I have a Python process that starts leaking memory after a long time (at least 10 hours, sometimes more). The issue is difficult to reproduce, therefore I would like to attach to the running Python Interpreter when the problem comes up and inspect memory usage somehow, eg by getting a list of objects that currently allocate the most memory.

This is difficult with the usual profiling tools like tracemalloc or memory-profiler , because they need to be part of the code or started together with the process, and they have a significant impact on runtime performance.

What I would like to have is a sampling profiler that I can simply attach to an existing Python process like py-spy , but py-spy only gives me insights on CPU time spent in functions, not memory usage.

Is there another tool or a different approach that would help me to get insights into the memory usage of an existing Python process?

edit : I just found pyrasite , which provides the pyrasite-memory-viewer command, which is exactly what I'm looking for, but unfortunately the project seems to be abandoned and I can't get it to work on Python 3.8.

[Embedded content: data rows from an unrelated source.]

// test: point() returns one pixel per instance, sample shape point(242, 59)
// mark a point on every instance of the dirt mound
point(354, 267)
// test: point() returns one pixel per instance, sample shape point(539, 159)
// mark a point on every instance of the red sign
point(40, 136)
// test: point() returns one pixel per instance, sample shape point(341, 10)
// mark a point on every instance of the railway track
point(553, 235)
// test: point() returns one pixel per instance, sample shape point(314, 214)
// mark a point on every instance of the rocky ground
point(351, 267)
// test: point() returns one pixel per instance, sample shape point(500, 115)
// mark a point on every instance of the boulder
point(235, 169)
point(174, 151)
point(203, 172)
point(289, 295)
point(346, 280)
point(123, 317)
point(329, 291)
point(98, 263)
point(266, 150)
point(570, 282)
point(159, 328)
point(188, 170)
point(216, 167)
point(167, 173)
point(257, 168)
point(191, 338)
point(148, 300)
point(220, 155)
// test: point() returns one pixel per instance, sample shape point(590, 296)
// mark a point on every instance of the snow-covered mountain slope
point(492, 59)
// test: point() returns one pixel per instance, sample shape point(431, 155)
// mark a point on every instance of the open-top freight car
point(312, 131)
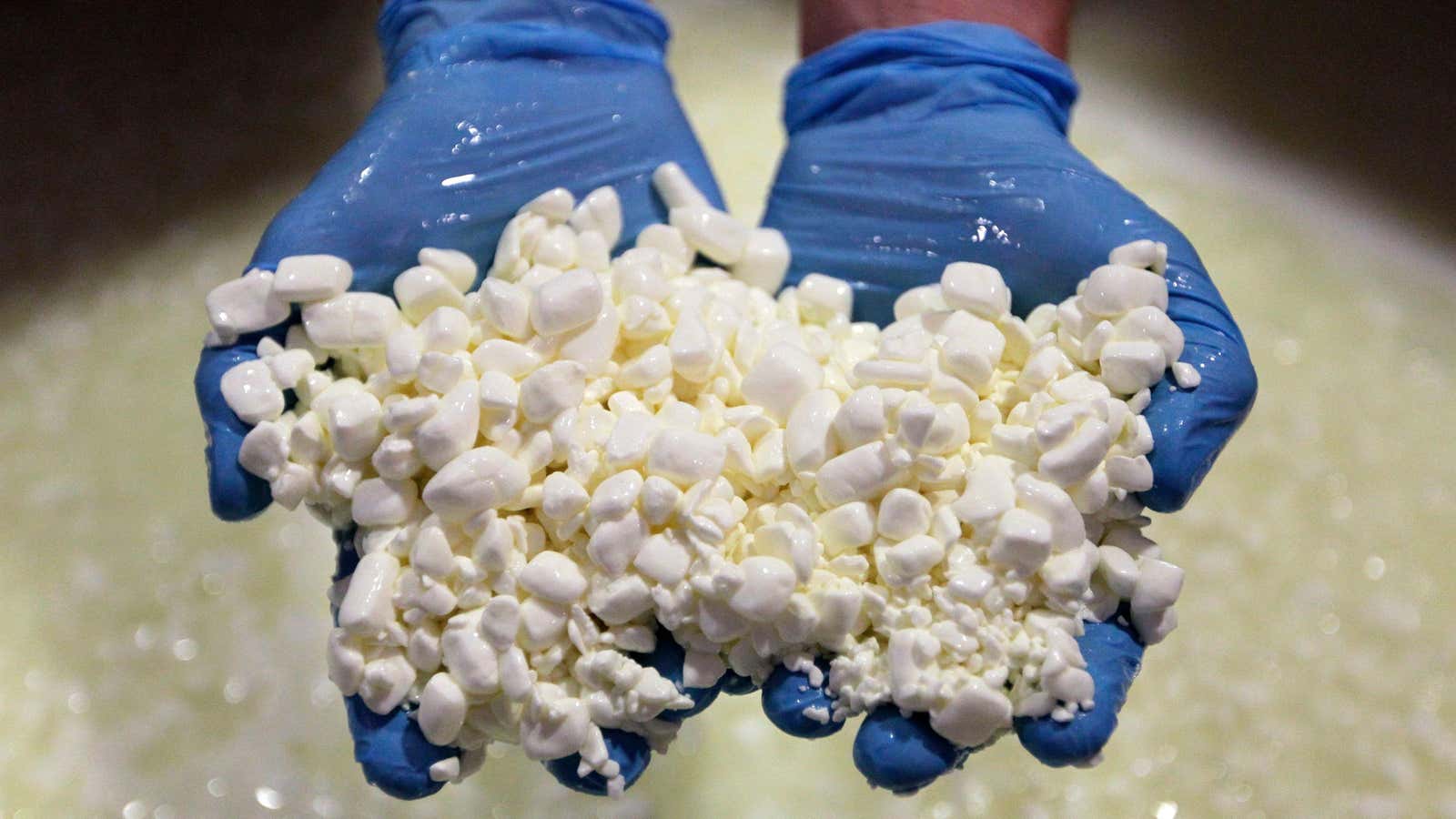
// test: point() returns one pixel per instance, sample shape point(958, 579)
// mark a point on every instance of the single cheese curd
point(582, 455)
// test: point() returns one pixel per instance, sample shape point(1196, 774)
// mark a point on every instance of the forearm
point(824, 22)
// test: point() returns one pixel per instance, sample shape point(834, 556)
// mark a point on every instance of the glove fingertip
point(630, 751)
point(393, 753)
point(235, 494)
point(1113, 654)
point(903, 753)
point(737, 683)
point(667, 659)
point(798, 707)
point(1193, 426)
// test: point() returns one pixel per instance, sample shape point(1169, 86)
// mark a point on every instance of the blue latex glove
point(488, 104)
point(915, 147)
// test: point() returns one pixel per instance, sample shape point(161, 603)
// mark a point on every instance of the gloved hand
point(490, 102)
point(919, 146)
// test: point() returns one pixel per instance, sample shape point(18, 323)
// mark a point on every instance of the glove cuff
point(917, 70)
point(415, 34)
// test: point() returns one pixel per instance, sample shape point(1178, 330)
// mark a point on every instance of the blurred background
point(157, 662)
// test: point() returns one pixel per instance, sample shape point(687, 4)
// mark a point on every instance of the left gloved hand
point(488, 104)
point(915, 147)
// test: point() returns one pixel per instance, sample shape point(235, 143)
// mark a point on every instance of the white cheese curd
point(545, 471)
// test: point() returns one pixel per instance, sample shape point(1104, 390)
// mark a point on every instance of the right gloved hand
point(488, 104)
point(925, 145)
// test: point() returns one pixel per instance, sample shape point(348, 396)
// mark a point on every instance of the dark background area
point(116, 118)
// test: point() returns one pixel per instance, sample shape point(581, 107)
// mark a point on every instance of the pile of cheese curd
point(548, 474)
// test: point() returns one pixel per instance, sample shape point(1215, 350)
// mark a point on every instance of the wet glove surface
point(915, 147)
point(488, 104)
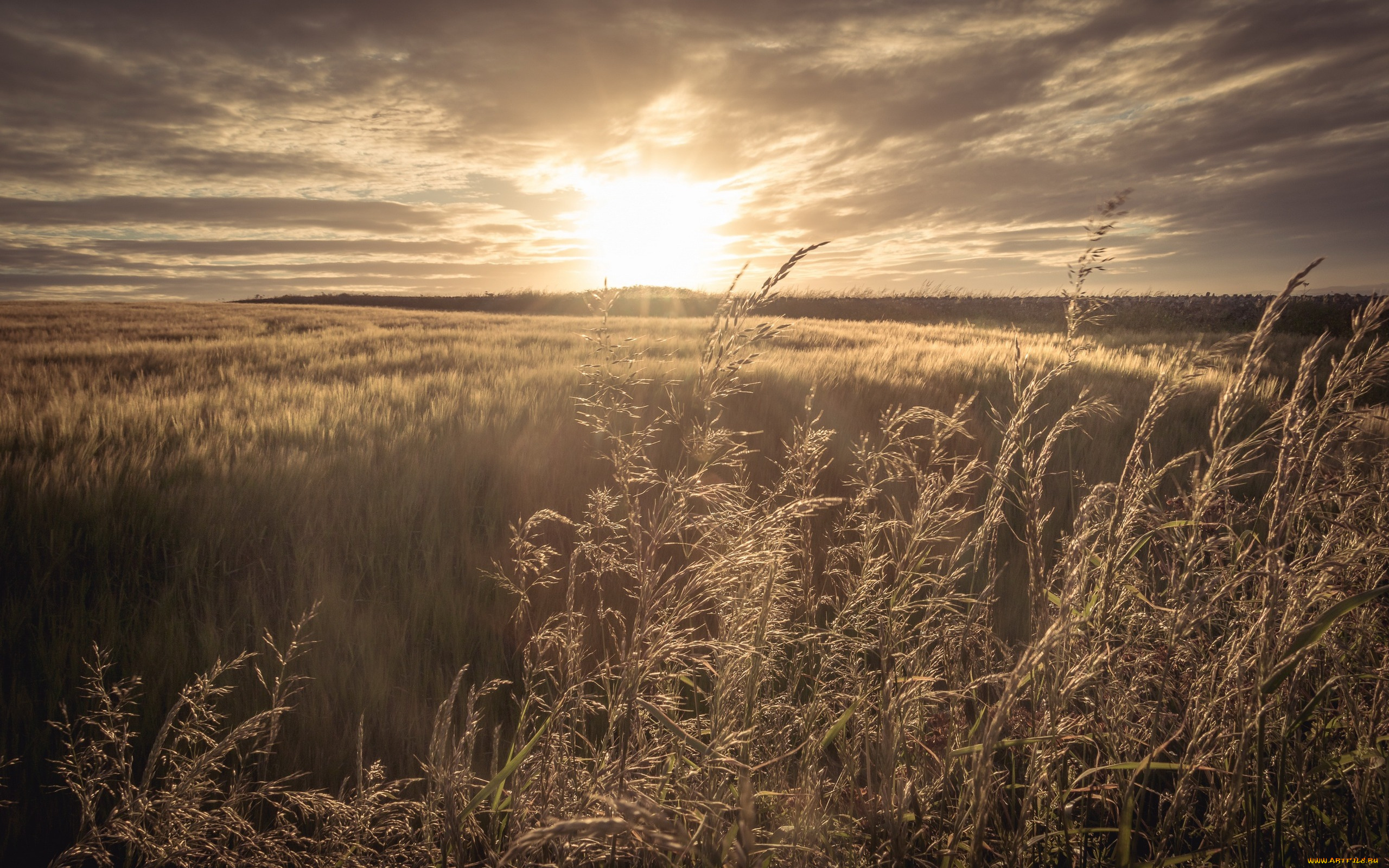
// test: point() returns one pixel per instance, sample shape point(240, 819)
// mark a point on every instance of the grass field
point(178, 480)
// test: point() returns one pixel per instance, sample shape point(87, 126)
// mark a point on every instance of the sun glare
point(655, 229)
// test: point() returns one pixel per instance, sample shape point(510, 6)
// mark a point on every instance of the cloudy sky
point(216, 150)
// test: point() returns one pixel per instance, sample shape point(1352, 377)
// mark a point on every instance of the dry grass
point(1091, 613)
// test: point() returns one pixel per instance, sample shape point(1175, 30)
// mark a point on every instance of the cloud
point(162, 139)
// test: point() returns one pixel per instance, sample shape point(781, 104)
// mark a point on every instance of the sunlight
point(655, 229)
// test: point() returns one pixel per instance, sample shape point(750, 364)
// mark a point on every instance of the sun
point(655, 229)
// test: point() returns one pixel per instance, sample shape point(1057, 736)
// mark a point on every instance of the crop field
point(651, 591)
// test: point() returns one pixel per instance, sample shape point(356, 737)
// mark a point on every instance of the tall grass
point(901, 646)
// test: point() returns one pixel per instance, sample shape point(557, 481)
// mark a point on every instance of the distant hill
point(1210, 313)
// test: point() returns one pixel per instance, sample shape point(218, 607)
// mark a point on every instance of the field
point(766, 631)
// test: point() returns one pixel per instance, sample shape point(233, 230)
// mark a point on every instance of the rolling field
point(956, 646)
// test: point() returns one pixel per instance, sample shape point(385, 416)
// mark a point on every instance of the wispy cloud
point(431, 146)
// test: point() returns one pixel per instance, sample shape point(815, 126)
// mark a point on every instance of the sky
point(221, 150)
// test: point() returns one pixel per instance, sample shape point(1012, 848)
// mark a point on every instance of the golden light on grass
point(655, 229)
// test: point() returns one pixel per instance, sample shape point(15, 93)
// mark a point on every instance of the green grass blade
point(1311, 634)
point(506, 773)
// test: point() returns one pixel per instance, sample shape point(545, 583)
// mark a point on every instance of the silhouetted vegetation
point(926, 595)
point(1209, 313)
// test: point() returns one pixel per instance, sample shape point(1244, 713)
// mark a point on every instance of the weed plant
point(717, 670)
point(738, 656)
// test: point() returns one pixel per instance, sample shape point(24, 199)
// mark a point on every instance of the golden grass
point(181, 478)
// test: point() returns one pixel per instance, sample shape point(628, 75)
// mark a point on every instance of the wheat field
point(789, 593)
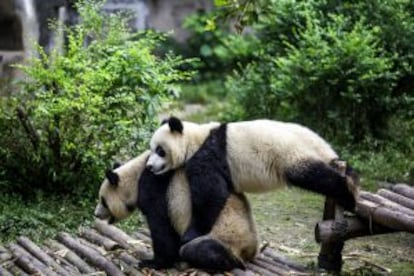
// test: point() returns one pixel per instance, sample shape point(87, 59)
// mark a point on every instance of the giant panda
point(165, 202)
point(252, 156)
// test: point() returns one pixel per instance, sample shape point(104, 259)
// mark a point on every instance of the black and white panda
point(165, 202)
point(253, 156)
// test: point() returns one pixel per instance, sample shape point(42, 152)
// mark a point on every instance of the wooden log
point(91, 255)
point(61, 250)
point(5, 254)
point(281, 259)
point(239, 272)
point(29, 263)
point(382, 201)
point(127, 242)
point(400, 199)
point(61, 261)
point(267, 263)
point(385, 216)
point(5, 272)
point(259, 270)
point(404, 189)
point(94, 237)
point(37, 252)
point(348, 228)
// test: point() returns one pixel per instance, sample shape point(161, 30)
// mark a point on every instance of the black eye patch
point(160, 151)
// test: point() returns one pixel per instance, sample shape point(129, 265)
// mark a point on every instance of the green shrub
point(219, 49)
point(332, 67)
point(78, 110)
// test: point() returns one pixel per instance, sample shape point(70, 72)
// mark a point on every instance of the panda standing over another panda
point(250, 156)
point(165, 202)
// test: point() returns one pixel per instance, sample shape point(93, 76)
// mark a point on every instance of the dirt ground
point(286, 219)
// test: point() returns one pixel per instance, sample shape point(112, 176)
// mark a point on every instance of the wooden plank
point(398, 198)
point(28, 262)
point(385, 216)
point(37, 252)
point(382, 201)
point(404, 189)
point(61, 250)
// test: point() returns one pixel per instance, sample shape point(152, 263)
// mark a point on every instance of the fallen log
point(5, 254)
point(127, 242)
point(91, 255)
point(404, 189)
point(259, 270)
point(94, 237)
point(382, 201)
point(29, 263)
point(385, 216)
point(400, 199)
point(347, 228)
point(65, 264)
point(4, 272)
point(37, 252)
point(280, 259)
point(14, 269)
point(61, 250)
point(267, 263)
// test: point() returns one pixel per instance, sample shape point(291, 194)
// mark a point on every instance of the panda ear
point(116, 165)
point(175, 124)
point(113, 177)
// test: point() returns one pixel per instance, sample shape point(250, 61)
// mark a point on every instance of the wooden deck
point(106, 250)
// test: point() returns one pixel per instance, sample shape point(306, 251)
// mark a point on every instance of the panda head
point(118, 194)
point(175, 142)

https://github.com/vmware/chap (open source code) does what you are requesting here, as long as you can run your application on Linux.

  1. Wait until you believe you are interested in what allocations the application has at that point in time.

  2. Gather a live core (for example using gcore) for your process, but make sure the coredump filter is set first as in:

    echo 0x37 >/proc/ pid-of-your-python-program /coredump_filter

    gcore pid-of-your-python-program

  3. Open the resulting core in chap.

  4. Do the following from the chap prompt:

    redirect on

    describe used

  5. Edit the resulting file or post-process it using the tool of choice.

There are other commands you can use from chap to understand why any allocations of interest to you are anchored, basically because they allow you to traverse backwards by incoming references, but the above should suffice to allow you to figure out which kinds of allocations have high counts.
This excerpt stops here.